RE: On citing Unicode from Martin Duerst on 2006-03-15 (public-i18n-core@w3.org from January to March 2006)

From: Martin Duerst <duerst@it.aoyama.ac.jp>
Date: Wed, 15 Mar 2006 13:31:00 +0900
To: "Richard Ishida" <ishida@w3.org>, "'Eric Prud'hommeaux'" <eric@w3.org>
Cc: "'Felix Sasaki'" <fsasaki@w3.org>, <public-i18n-core@w3.org>
Message-Id: <6.0.0.20.2.20060315131747.08b51b50@localhost>

At 23:29 06/03/14, Richard Ishida wrote:
 >
 >This is from a very quick scan...
 >
 >> A SPARQL query string is a Unicode character string (c.f.
 >> section 6.1 String concepts of [CHARMOD]) in the language
 >> defined by the following grammar, starting with the Query
 >> production.
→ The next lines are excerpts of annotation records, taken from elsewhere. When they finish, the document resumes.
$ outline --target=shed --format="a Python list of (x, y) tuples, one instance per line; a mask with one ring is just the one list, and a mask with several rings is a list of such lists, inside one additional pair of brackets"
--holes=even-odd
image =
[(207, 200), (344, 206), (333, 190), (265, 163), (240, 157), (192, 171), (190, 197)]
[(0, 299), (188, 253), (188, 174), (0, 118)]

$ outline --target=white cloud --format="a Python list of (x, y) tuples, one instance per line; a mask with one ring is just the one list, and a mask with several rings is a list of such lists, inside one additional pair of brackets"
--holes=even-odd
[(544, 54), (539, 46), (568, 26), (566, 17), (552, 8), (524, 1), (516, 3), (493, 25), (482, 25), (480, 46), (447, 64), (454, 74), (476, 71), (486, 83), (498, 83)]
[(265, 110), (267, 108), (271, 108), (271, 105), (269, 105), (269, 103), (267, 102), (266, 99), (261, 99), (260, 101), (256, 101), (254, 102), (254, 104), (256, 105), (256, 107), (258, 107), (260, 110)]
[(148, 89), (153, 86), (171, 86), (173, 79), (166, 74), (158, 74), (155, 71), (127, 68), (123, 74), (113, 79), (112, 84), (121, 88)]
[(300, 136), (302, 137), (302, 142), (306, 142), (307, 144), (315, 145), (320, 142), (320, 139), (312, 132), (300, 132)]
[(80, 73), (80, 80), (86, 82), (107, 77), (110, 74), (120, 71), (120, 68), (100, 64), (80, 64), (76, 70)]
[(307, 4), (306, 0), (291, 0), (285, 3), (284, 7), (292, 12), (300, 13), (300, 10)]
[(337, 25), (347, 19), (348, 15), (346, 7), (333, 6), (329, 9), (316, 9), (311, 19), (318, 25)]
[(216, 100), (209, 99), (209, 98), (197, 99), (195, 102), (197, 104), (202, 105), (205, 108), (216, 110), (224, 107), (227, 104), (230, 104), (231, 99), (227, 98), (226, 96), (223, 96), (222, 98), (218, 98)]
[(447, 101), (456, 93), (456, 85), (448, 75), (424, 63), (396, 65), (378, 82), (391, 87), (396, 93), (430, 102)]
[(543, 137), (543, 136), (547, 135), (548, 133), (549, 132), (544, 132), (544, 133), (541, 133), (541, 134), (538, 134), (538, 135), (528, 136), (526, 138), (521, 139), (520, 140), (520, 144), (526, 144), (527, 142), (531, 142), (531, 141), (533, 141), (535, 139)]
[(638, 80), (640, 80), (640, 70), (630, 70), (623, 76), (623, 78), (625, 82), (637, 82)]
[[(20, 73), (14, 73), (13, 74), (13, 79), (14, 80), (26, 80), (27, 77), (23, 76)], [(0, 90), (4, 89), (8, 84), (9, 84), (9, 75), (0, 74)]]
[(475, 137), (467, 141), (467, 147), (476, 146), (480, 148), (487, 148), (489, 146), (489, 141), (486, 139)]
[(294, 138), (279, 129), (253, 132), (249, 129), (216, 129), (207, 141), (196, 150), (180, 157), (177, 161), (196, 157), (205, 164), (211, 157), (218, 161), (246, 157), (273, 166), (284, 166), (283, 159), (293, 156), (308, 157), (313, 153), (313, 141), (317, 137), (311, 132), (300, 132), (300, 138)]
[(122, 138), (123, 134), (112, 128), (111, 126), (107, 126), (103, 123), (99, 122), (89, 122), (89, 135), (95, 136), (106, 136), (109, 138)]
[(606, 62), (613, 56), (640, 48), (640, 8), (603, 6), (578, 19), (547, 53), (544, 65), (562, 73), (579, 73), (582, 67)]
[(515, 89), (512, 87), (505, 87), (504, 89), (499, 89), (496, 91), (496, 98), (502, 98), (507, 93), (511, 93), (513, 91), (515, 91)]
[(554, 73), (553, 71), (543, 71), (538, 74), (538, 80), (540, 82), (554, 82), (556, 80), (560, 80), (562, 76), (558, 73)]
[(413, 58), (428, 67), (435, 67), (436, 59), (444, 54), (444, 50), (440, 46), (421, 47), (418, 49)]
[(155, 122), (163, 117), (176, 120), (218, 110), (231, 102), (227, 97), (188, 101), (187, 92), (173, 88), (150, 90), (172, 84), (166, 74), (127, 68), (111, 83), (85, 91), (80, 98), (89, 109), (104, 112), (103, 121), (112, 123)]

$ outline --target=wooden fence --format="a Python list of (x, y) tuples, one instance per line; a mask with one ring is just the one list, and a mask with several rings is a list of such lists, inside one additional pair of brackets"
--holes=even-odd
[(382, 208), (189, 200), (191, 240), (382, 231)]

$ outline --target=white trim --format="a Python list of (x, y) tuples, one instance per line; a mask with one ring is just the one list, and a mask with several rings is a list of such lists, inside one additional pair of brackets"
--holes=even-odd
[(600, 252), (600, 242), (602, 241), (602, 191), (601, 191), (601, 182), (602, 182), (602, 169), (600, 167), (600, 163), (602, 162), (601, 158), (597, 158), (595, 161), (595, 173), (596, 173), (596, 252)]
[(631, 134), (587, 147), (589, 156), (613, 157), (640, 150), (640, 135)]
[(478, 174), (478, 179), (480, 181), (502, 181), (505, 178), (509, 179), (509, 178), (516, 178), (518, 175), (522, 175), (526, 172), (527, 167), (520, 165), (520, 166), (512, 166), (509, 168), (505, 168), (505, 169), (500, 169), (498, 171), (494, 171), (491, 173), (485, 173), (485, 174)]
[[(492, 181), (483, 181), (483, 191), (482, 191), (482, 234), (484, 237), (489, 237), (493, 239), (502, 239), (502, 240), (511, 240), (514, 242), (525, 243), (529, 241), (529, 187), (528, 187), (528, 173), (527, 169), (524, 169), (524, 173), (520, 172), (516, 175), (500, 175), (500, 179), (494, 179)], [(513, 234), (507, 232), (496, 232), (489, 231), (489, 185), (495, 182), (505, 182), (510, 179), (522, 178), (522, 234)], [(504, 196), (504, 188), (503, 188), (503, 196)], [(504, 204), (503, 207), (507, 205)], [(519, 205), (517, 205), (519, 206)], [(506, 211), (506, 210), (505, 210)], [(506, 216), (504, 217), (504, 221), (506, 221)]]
For compatibility with future versions of
 >> Unicode, the characters in this string may include unassigned
 >
 >s/include unassigned/in future include currently unassigned/

The full sentence would now read:

 >>>>
For compatibility with future versions of
Unicode, the characters in this string may in future include
currently unassigned  Unicode codepoints.
 >>>>

This doesn't clearly distinguish between what the grammar requires
for conformance (any unassigned codepoint is is okay, NOW), and what
may be desirable (you better don't include unassigned stuff, because
it just doesn't make any sense).

Some implementers might think that they have to check that currently
unassigned codepoints are currently not used, but that's exactly
what we want to avoid, in order to stay open and be able to use
future Unicode versions without having to upgrade the infrastructure.

 >> Unicode codepoints (see Identifier and Pattern Syntax [UNIID]
 >> section 4 Pattern Syntax). For productions with excluded
 >> character classes (for example "[^<>'{}|^`]"), the characters
 >> are excluded from the range #x00 - #x10FFFF.
 >
 >If you are going to reduce U+0000 to U+00, maybe we should go the whole hog
 >and say U+0.

In case of the U+ notation, always use at least four digits, as defined
in the Unicode spec. But for the case above, #x0 - #x10FFFF is best.
The XML spec itself uses #x0, as in:

 >>>>
The characters to be escaped are the control characters #x0 to #x1F
and #x7F (most of which cannot appear in XML),...
 >>>>

Regards,    Martin.

Received on Wednesday, 15 March 2006 04:56:00 UTC